Nocow, AKA Russian producer Aleksei Nikitin, isn’t so much of a newcomer, although the name might not be overly familiar. Over the course of the last few years he’s put out a number of records across a bunch of labels that have taken in many points of the electronic spectrum from ambient and down tempo to more upfront genres. What ties the material together, though, is Nocow’s awareness of the experimental nature of electronic music that often lies just below the surface. Anyone interested in checking out more of his work should track down a copy of his ‘Solus’ album of German label Fauxpas Musik or his ‘Yule’ EP on Styrax. They’re a good starting point and have plenty in common with this one.

‘Zathdax’ also shares much with the current trend for dusty analogue work outs that have come to dominate much of the underground, and there are a few little touches here and there reminiscent of the work of producers like Florian Kupfer.
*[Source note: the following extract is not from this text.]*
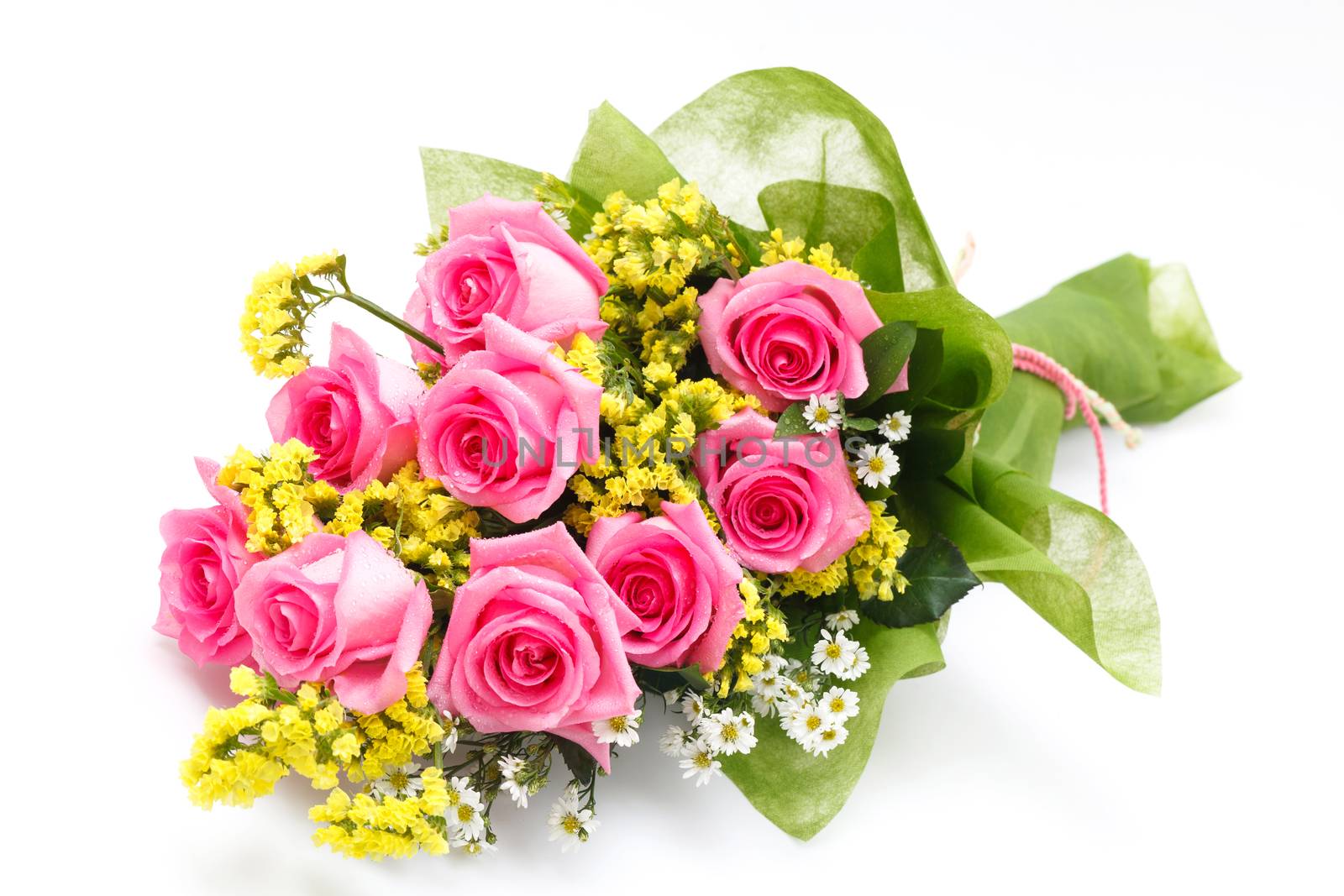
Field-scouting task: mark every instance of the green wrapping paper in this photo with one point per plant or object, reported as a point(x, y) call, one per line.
point(786, 148)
Not that this is simply a facsimile of a currently fashionable sound; one of the pleasures of ‘Zathdax’ is the way it manages to rework a left-field sound to feel even more left field with Nocow drawing on a set of influences that add a freshness to the formula. Whilst the bulk of the 6 tracks are composed of four to the floor techno, they’re refracted through a hazy murk of electronica and lit up with flares of garage, dubstep and even punk. Take the title track itself: Zathdax is carried along on a clipping beat with the weird, fun insouciance that water marks a lot of Studio Barnhus releases, but there is something in the way the stuttered vocal sample interplays with the drums that puts you in mind of a sort of slightly melancholy Blawan. Its understated feel almost disguises the tunes potency until it’s too late to stop yourself moving.

Elsewhere the heady warp of classic IDM figures to a greater or lesser degree. The sultry synths and pads on Solstice, for instance, push the atmospherics of mid nineties ambient techno into a shimmering and housey frame, adding a proper resolve and focus to the mood. Other tracks, like Ayenward or Levee, are more straight forward, predicating the grooves on muddy drums and grunts of bass with subtle melodies and motifs left free to work on the mood.
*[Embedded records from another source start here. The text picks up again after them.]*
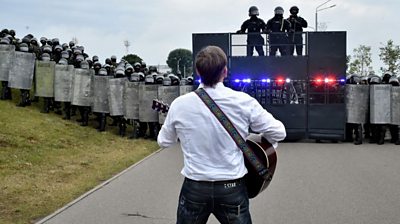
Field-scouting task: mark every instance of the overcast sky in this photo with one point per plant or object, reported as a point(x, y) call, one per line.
point(155, 27)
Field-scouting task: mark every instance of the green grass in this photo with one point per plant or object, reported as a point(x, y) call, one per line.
point(46, 162)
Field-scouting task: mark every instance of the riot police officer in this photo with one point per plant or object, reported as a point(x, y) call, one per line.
point(254, 26)
point(297, 24)
point(353, 128)
point(277, 28)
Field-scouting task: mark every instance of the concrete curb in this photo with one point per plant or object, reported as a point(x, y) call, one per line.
point(98, 187)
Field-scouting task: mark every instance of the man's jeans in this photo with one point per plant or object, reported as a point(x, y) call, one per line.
point(227, 200)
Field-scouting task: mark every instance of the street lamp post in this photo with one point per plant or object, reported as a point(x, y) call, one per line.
point(318, 9)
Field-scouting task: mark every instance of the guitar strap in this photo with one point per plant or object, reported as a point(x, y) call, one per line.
point(233, 132)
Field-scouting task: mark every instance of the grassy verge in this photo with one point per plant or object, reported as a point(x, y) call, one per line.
point(46, 162)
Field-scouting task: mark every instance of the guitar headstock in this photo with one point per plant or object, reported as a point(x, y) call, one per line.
point(160, 106)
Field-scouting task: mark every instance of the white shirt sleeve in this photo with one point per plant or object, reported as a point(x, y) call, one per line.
point(263, 122)
point(167, 135)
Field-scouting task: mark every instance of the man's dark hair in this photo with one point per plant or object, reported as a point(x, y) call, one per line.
point(210, 62)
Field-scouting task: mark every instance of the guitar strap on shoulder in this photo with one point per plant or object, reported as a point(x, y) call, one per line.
point(233, 132)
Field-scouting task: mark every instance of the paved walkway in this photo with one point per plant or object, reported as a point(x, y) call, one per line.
point(313, 183)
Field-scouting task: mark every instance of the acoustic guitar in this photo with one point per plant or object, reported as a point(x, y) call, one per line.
point(263, 150)
point(266, 154)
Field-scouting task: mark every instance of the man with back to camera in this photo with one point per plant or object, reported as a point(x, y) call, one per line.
point(213, 164)
point(254, 26)
point(297, 24)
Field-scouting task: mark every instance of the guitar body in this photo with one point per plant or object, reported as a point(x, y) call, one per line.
point(267, 155)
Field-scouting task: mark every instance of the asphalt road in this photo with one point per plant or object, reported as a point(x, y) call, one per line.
point(314, 183)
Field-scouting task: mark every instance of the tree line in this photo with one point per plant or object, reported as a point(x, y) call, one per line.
point(360, 62)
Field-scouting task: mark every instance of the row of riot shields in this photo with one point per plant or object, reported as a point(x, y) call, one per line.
point(375, 104)
point(16, 68)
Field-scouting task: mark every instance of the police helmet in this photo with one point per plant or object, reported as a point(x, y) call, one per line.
point(184, 82)
point(159, 79)
point(294, 10)
point(55, 41)
point(253, 11)
point(24, 47)
point(5, 40)
point(34, 41)
point(45, 57)
point(64, 46)
point(43, 40)
point(120, 72)
point(58, 48)
point(63, 61)
point(135, 77)
point(84, 64)
point(95, 58)
point(167, 81)
point(97, 64)
point(108, 61)
point(394, 81)
point(153, 69)
point(47, 48)
point(65, 54)
point(375, 80)
point(113, 58)
point(77, 51)
point(149, 79)
point(174, 79)
point(80, 58)
point(103, 71)
point(279, 10)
My favourite though is Round Dax, which is built around a welter of popping post punk bass, a chopped vocal and a squirty, playful melody that’s so cheeky it’ll be figuring in my own mixes for a few months yet.

Largely club ready techno, the real joy of ‘Zathdax’ is to be found in the way it seems to take delight in subtly playing with the formula. Although I’d be hard pushed to claim that it is as experimental as some of genres it references there is little doubt that it works best in its more off-the-wall moments. A solid record of feet grabbing grooves, there’s more than enough here to elevate it beyond the mass of join-the-dots ‘analogue’ work outs currently doing the rounds. It’s limited to 300 copies so you’d better be quick.